The longer you tolerate a personnel problem, the harder it is to handle it. It’s unfair to other employees if you don’t hold all people to the same high standards of performance. If you find that good employees are leaving you, but the mediocre or sub-standard performers are hanging around, then you have a real problem.
If your organization is one that rewards people for longevity rather than performance, it’s only a matter of time before you pay the price. While it’s great to have employees who are part of your organization for many years, it’s more important that they can continue to perform well as their jobs become more complex.
Unfortunately, we often see employees continue to perform poorly, but still receive pay increases. If an employee’s performance falls short of the established standards, then no pay increase should be given. Instead, a plan should be created to raise the performance level. If that same employee’s performance falls short again, it’s time for termination. It’s interesting to note that, once employees understand that they will be held accountable, many of the sub-standard performers weed themselves out before having to be terminated. They know the system, and they realize that there will be no more pay raises until they earn them, so they decide that it’s time to move on.
If your organization has effectively utilized job descriptions, measurable standards, and performance appraisals conducted twice each year, it can significantly simplify the process of weeding-out sub-standard performers. If an employee clearly understands that there are specific, measurable standards that must be met, it will come as no surprise when a performance appraisal indicates a problem since the employee will already be very aware that he or she is not meeting the standard.
When terminations are necessary, the dignity of the employee must always be considered. Remember that you, or someone in your company, was responsible for hiring the person in question. That error in judgement is partially to blame for the termination that now must take place.
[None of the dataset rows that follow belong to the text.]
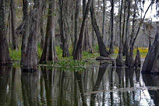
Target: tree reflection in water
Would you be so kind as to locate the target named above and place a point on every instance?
(97, 86)
(30, 89)
(152, 80)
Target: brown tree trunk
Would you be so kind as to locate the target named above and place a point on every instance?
(86, 40)
(150, 64)
(112, 28)
(126, 48)
(102, 49)
(25, 33)
(119, 60)
(13, 23)
(76, 25)
(63, 33)
(49, 52)
(31, 59)
(78, 51)
(42, 25)
(4, 55)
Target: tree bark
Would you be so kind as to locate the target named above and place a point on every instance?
(4, 55)
(13, 23)
(78, 51)
(31, 59)
(86, 41)
(151, 60)
(112, 28)
(76, 25)
(119, 60)
(25, 32)
(126, 48)
(102, 49)
(63, 33)
(49, 52)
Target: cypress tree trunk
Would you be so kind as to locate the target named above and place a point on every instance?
(86, 40)
(31, 59)
(4, 55)
(78, 51)
(13, 23)
(63, 33)
(25, 33)
(49, 52)
(102, 49)
(112, 27)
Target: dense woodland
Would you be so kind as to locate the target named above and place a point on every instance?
(80, 25)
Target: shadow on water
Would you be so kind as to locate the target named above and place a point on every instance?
(30, 89)
(102, 69)
(152, 81)
(97, 86)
After laying out the documented, quantitative evidence of sub-standard performance, as well as the efforts that the company has made to assist the employee in meeting the standards, the conclusion becomes very logical and obvious to the employee. It’s then a matter of trying to help the employee decide what career or company might be a good alternative for him or her to pursue. While you might not be able to provide a good recommendation to that person’s next employer, you can certainly offer guidance to the employee.